All this, without neglecting that the sponsors of the Democratic candidate put their own spin on it. Obama angered African American males, accusing them of sexism for their coldness towards the vice president. There Whitmer he annoyed Catholics by making a video in which, while wearing a hat with the word “Harris-Walz” written on it, he mimicked the Eucharist. Bidena few days before the vote, created a fuss, branding the supporters of Trump as “garbage”. These are all episodes that have significantly hampered the vice president. Errors so gross that one wonders if they were not made on purpose. Yes, because the strong suspicion is that the establishment has decided to focus on the vice president simply to send her into an electoral crash, waiting for the supposed rising stars to take the field in 2028.
Finally, a final significant problem is that the Democratic Party has, for the umpteenth time, taken for granted the vote of some categories of voters: categories that instead, feeling betrayed and exploited, have ultimately turned their backs on it. Not surprisingly, Trump gained ground among historically Democratic voting blocs: blue-collar, Hispanic, African-American and Arab-American, building a broad cross-class and interracial coalition. The Democratic Party was instead perceived as elitist and out of touch, prey to ideological buzzwords with no basis in reality. In recent years, its “worker” wing has been systematically sacrificed in favor of the “Californian” one. And this largely explains the results of Tuesday’s presidential elections.
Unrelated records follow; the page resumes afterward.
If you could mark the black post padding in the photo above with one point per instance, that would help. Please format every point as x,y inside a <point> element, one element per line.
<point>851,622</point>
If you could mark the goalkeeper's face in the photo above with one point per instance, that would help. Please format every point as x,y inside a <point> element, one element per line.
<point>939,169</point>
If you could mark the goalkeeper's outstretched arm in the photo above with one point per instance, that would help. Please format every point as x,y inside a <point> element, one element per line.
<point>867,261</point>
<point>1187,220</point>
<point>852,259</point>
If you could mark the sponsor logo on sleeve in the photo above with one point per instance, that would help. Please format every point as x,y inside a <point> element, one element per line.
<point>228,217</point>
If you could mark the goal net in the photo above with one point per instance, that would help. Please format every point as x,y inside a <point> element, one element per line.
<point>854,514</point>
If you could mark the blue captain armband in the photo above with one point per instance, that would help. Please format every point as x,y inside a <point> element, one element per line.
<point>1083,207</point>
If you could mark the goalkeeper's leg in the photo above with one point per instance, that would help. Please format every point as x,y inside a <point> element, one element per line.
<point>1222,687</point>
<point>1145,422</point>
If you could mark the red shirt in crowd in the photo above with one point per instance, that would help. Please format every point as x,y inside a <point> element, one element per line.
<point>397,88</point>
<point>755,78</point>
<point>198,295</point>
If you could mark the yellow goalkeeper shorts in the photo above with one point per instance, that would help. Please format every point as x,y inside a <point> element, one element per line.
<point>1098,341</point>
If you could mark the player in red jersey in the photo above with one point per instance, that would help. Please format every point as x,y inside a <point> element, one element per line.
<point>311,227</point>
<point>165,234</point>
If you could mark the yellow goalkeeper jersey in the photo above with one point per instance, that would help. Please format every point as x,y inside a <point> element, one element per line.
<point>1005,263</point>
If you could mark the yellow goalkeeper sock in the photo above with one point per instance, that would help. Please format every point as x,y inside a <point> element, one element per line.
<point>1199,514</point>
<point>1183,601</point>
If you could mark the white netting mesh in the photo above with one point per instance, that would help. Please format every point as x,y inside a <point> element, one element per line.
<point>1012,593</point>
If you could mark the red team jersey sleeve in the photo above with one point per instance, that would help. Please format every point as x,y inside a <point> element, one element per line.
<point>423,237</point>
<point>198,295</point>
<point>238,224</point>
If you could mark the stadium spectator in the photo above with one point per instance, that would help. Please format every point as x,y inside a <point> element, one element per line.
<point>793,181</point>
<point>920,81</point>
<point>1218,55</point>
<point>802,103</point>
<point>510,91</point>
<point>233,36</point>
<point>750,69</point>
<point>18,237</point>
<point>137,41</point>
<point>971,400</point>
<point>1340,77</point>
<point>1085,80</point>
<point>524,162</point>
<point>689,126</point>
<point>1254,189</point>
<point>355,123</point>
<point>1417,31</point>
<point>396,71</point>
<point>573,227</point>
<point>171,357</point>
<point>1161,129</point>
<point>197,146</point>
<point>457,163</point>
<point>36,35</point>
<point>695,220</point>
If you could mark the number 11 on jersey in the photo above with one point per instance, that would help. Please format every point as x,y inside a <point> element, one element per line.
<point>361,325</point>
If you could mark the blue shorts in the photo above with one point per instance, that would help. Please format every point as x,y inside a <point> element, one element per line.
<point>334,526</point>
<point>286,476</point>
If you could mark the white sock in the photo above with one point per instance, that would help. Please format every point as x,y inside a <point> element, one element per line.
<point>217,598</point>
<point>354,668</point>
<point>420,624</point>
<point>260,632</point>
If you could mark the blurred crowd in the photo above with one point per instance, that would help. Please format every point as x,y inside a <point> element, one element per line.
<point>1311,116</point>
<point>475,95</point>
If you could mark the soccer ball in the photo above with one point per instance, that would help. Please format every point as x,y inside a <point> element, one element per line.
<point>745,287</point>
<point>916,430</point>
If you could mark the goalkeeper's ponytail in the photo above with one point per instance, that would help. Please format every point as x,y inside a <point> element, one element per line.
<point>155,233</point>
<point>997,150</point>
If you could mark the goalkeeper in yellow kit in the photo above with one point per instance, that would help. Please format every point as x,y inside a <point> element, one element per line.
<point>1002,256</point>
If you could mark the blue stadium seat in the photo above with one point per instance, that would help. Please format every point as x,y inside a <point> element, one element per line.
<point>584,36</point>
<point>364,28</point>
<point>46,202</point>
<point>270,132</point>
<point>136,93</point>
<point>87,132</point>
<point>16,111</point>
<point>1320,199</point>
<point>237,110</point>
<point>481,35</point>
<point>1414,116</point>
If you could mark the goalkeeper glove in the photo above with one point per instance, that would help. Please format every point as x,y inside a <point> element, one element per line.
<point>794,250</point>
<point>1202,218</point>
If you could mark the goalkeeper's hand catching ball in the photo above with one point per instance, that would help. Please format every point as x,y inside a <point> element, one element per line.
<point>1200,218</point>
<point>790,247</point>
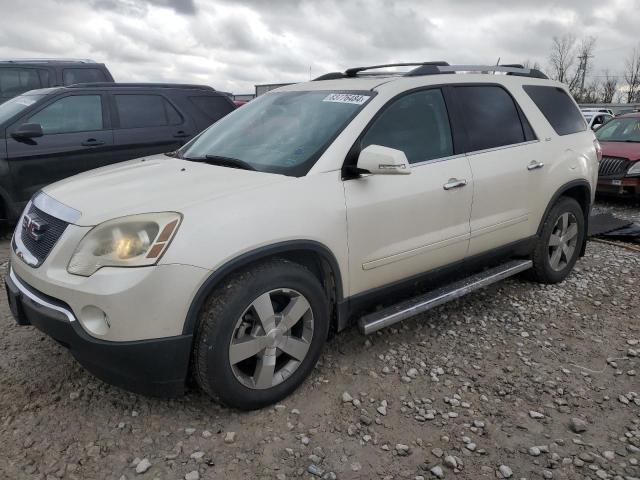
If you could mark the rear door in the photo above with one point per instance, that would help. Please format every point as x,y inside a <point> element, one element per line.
<point>77,137</point>
<point>146,124</point>
<point>504,156</point>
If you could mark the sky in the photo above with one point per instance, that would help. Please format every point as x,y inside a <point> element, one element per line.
<point>233,45</point>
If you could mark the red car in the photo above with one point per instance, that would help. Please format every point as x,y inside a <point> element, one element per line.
<point>619,172</point>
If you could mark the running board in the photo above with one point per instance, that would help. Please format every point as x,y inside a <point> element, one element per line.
<point>373,322</point>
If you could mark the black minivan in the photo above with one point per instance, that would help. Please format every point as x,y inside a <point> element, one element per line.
<point>50,134</point>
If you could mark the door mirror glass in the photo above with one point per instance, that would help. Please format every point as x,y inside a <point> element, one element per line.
<point>380,160</point>
<point>28,130</point>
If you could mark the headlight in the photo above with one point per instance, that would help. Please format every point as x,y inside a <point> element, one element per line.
<point>635,169</point>
<point>134,241</point>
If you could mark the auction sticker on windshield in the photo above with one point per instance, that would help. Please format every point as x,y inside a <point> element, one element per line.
<point>346,98</point>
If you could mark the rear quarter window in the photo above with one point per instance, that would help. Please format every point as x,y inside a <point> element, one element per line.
<point>558,108</point>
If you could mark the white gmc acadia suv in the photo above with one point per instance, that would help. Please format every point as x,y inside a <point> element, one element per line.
<point>355,198</point>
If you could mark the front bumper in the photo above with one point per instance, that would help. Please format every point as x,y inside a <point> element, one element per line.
<point>151,367</point>
<point>619,186</point>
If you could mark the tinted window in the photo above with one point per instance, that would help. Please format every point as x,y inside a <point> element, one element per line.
<point>14,81</point>
<point>138,111</point>
<point>212,107</point>
<point>79,113</point>
<point>71,76</point>
<point>490,116</point>
<point>558,108</point>
<point>417,124</point>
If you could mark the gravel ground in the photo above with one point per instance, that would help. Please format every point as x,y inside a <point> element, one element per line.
<point>516,381</point>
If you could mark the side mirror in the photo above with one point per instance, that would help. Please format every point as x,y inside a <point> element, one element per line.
<point>380,160</point>
<point>28,130</point>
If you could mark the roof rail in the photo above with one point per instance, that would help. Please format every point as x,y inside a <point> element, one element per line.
<point>142,85</point>
<point>47,60</point>
<point>434,68</point>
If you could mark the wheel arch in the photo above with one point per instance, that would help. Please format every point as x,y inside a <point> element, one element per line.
<point>313,255</point>
<point>580,191</point>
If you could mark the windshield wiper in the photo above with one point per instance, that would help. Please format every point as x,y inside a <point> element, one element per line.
<point>223,162</point>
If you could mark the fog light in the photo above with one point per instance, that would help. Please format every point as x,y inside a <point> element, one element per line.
<point>94,320</point>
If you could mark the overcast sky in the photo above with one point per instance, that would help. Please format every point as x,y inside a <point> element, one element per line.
<point>233,45</point>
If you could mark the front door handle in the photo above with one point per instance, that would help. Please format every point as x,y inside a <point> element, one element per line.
<point>454,183</point>
<point>533,165</point>
<point>92,142</point>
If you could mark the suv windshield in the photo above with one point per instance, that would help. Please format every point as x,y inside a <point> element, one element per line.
<point>620,130</point>
<point>281,132</point>
<point>15,105</point>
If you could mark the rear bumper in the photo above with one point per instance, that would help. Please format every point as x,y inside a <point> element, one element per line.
<point>619,186</point>
<point>155,367</point>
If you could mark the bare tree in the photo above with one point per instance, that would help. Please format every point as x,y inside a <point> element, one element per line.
<point>609,87</point>
<point>562,57</point>
<point>632,75</point>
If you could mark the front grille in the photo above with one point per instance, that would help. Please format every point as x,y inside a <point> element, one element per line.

Now it will be up to the Democratic Party to understand how to face the desert crossing that is opening up before it. There are two possibilities. He can continue to pursue West Coast liberal ideology, losing himself in abstruse battles and continuing to demonize his political opponents. Or he can finally archive the bankrupt establishment of the Obama and gods Clintonstarting an internal dialectic that is capable of leading to a true renewal of its ruling class. It is clear that the path to follow should be the second one. The point is that, given how the internal situation has now been structured, it is likely that the first one will be chosen. This is a scenario that could give the Republicans the White House for the next twelve years.